MPTP Model

1-Methyl-4-phenyl-1,2,3,6-tetrahydropyridine (MPTP) is a by-product of the chemical synthesis of a meperidine analog with potent heroin-like effects. MPTP can induce a parkinsonian syndrome in humans almost indistinguishable from Parkinson’s disease (PD). Its recognition as a neurotoxin occurred in early 1982, when several young drug addicts mysteriously developed a syndrome similar to PD after the intravenous use of street preparations of meperidine analogs contaminated with MPTP. Since the discovery that MPTP causes parkinsonism in humans and non-human primates as well as in various other mammalian species, it has been used extensively as a model of PD. In humans and non-human primates, MPTP produces an irreversible and severe parkinsonian syndrome that replicates almost all of the features of PD including tremor, rigidity, slowness of movement, postural instability, and even freezing. The responses, as well as the complications to traditional anti-parkinsonian therapies, are virtually identical to those seen in PD. From neuropathological data, we know that MPTP administration causes – as seen in PD, the disruption of mitochondrial oxidative phosphorylation, oxidative stress, degeneration of dopaminergic neurons in the substantia nigra pars compacta (SNpc) and loss of striatal dopamine levels. Additionally, an increased expression of inflammatory markers is observed. On the other hand, two typical neuropathological features of PD have, until now, been lacking in the MPTP model.
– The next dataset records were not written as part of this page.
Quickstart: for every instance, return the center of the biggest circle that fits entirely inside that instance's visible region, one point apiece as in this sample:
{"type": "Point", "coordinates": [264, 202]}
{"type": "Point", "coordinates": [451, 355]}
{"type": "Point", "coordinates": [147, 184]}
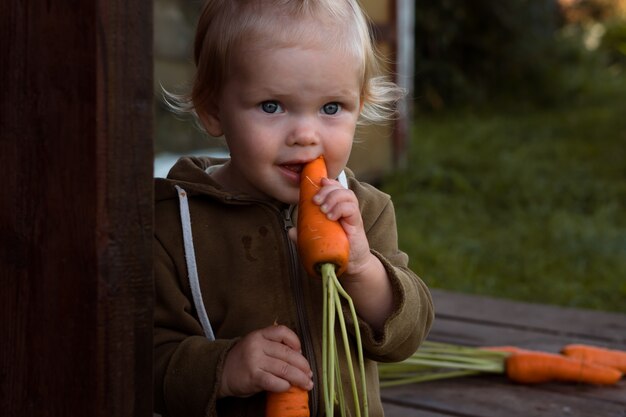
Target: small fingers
{"type": "Point", "coordinates": [279, 375]}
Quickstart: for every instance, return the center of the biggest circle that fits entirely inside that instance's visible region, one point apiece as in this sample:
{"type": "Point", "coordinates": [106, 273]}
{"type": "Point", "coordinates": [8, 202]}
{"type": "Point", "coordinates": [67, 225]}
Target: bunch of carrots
{"type": "Point", "coordinates": [578, 363]}
{"type": "Point", "coordinates": [324, 251]}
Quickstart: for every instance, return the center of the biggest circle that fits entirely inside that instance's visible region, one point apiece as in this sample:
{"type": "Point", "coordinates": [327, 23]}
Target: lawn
{"type": "Point", "coordinates": [523, 204]}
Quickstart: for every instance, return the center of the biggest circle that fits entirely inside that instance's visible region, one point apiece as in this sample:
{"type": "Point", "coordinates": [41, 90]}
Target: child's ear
{"type": "Point", "coordinates": [211, 121]}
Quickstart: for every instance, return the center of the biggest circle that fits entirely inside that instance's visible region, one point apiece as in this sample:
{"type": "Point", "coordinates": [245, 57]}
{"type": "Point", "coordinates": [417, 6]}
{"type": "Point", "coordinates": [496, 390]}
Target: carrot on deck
{"type": "Point", "coordinates": [595, 354]}
{"type": "Point", "coordinates": [506, 349]}
{"type": "Point", "coordinates": [292, 403]}
{"type": "Point", "coordinates": [538, 367]}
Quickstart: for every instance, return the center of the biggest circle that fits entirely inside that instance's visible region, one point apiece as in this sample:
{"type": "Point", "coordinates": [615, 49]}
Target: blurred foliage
{"type": "Point", "coordinates": [486, 51]}
{"type": "Point", "coordinates": [521, 202]}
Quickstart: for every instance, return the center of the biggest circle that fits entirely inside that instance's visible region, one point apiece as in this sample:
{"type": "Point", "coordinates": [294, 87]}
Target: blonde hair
{"type": "Point", "coordinates": [225, 25]}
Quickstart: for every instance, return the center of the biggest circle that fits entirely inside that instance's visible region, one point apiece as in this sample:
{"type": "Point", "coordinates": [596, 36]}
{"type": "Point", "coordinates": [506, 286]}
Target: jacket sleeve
{"type": "Point", "coordinates": [184, 360]}
{"type": "Point", "coordinates": [413, 312]}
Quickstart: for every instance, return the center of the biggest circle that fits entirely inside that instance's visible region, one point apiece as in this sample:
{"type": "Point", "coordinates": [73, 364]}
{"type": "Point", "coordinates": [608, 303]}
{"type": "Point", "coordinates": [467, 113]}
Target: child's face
{"type": "Point", "coordinates": [281, 108]}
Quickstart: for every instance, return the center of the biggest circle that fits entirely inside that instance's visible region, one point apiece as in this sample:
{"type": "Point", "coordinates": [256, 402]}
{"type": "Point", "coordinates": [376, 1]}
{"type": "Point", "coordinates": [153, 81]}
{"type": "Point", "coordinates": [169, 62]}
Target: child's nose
{"type": "Point", "coordinates": [304, 132]}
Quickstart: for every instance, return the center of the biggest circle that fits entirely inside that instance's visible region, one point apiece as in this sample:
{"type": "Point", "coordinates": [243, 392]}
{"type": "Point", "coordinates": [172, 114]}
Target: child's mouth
{"type": "Point", "coordinates": [297, 168]}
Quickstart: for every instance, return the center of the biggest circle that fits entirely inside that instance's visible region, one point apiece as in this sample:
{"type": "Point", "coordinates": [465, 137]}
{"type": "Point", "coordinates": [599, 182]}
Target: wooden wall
{"type": "Point", "coordinates": [76, 208]}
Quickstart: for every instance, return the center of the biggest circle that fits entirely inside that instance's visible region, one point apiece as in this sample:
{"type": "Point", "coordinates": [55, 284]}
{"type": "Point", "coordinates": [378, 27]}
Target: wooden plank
{"type": "Point", "coordinates": [76, 208]}
{"type": "Point", "coordinates": [398, 410]}
{"type": "Point", "coordinates": [495, 397]}
{"type": "Point", "coordinates": [602, 327]}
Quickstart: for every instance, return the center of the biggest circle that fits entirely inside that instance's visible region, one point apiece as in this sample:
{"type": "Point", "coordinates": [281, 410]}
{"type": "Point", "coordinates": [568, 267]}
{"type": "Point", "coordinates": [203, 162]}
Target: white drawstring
{"type": "Point", "coordinates": [192, 270]}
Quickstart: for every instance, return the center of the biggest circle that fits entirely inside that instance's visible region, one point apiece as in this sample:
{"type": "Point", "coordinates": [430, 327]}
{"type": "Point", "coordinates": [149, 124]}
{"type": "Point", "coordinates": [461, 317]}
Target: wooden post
{"type": "Point", "coordinates": [76, 208]}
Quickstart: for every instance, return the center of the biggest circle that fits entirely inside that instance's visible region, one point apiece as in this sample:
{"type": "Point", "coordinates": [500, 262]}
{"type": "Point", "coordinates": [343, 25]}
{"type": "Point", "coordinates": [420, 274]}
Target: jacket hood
{"type": "Point", "coordinates": [190, 173]}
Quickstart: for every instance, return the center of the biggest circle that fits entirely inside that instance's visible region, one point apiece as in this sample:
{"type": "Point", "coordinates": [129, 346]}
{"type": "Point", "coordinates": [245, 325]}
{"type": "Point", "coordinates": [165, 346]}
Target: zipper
{"type": "Point", "coordinates": [307, 343]}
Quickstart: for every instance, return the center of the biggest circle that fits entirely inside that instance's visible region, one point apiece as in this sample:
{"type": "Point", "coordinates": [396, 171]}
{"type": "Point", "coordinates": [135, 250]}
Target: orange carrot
{"type": "Point", "coordinates": [292, 403]}
{"type": "Point", "coordinates": [602, 356]}
{"type": "Point", "coordinates": [320, 240]}
{"type": "Point", "coordinates": [537, 367]}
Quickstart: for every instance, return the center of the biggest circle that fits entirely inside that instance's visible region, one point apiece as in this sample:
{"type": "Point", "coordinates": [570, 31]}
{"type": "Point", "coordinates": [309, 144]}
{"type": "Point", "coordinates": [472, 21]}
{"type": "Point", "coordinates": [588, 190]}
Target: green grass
{"type": "Point", "coordinates": [528, 205]}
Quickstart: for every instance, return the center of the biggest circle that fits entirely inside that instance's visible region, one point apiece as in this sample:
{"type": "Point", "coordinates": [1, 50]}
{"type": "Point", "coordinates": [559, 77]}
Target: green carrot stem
{"type": "Point", "coordinates": [428, 377]}
{"type": "Point", "coordinates": [325, 359]}
{"type": "Point", "coordinates": [346, 345]}
{"type": "Point", "coordinates": [357, 334]}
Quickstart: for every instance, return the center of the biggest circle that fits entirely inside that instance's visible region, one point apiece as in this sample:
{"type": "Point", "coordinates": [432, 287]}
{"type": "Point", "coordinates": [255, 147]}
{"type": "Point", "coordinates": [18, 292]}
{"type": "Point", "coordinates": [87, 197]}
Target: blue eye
{"type": "Point", "coordinates": [271, 107]}
{"type": "Point", "coordinates": [331, 108]}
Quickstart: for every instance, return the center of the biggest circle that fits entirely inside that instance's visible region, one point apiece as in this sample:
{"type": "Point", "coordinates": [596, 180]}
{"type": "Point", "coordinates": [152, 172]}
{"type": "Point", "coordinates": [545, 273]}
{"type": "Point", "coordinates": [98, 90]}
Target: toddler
{"type": "Point", "coordinates": [284, 81]}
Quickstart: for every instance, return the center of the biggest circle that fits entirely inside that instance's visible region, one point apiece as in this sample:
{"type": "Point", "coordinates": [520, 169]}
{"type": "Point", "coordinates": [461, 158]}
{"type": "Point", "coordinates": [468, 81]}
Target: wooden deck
{"type": "Point", "coordinates": [481, 321]}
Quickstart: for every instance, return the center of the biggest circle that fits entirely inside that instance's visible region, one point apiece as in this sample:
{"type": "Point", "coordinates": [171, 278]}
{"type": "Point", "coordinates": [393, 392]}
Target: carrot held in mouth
{"type": "Point", "coordinates": [320, 240]}
{"type": "Point", "coordinates": [324, 250]}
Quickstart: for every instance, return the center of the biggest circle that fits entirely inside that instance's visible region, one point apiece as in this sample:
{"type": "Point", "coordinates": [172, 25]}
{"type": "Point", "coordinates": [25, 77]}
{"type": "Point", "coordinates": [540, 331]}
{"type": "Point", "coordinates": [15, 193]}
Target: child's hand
{"type": "Point", "coordinates": [341, 204]}
{"type": "Point", "coordinates": [365, 277]}
{"type": "Point", "coordinates": [268, 359]}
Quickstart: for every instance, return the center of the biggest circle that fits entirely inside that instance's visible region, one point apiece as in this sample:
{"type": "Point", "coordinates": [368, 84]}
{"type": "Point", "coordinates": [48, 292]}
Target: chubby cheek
{"type": "Point", "coordinates": [337, 154]}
Firstly, according to most published reports, pigmented nuclei such as locus coeruleus have been spared, except in the SNpc, Secondly, the eosinophilic intraneuronal inclusions called Lewy bodies, characteristic of PD, have not thus far been convincingly observed in MPTP-induced Parkinsonism.

Genetically Modified Animals

Animal models mimicking human diseases are necessary tools to translate knowledge from basic science to applications for patients. Since cause and development of a disease involve multiple factors (i.e. internal-genetic, external-toxic), several different models and, if appropriate, different species (i.e. mouse, primate) need to be examined. For this reason we work on or with the following mouse models:

Parkinsonian phenotype:

  • Toxin-induced
  • 1-methyl-4-phenyl-1,2,3,6-tetrahydropyridine (MPTP)
  • established
  • Gene-based
  • transgenic ([A30P]α-synuclein)
  • established, in cooperation with P.J. Kahle and C. Haass (Munich)
  • knockout (HtrA2/Omi)
  • established, in cooperation with L.M. Martins and J. Downward J (UK)
  • Point mutations
  • work in progress, in cooperation with N. Brose (MPI Exp. Med., Göttingen)
  • Unknown phenotype (genes involved in neuronal apoptosis)
  • Conditional (time- and/or tissue-specific) gene inactivation
  • Cre/LoxP-recombinase system
  • work in progress, in cooperation with S. Göbbels and K.-A. Nave (MPI Exp. Med., Göttingen)

Animal Behavior

The MPTP mouse model and transgenic mouse models of Parkinson’s disease result in behavioral deficits which will be assessed by two different methods, namely rotarod performance and locomotor activity, either in home cage or a novel environment.

Drosophila

Drosophila melanogaster as animal model for neurodegenerative processes.

The molecular principles underlying neurodegenerative processes are still not fully understood. The histological hallmark of Parkinson’s disease is the presence of intracellular aggregates, of which the protein α-synuclein is one of the major constitutive. In the case of Alzheimer’s disease one finds aggregates of the tubulin associated protein tau. We are using the fruitfly Drosophila melanogaster as an animal model to study the processes within a cell leading to the formation of aggregates and/or cell death.

In this context, our main focus is to produce and analyze highly toxic variants of α-synuclein in its relation to neurodegenerative processes.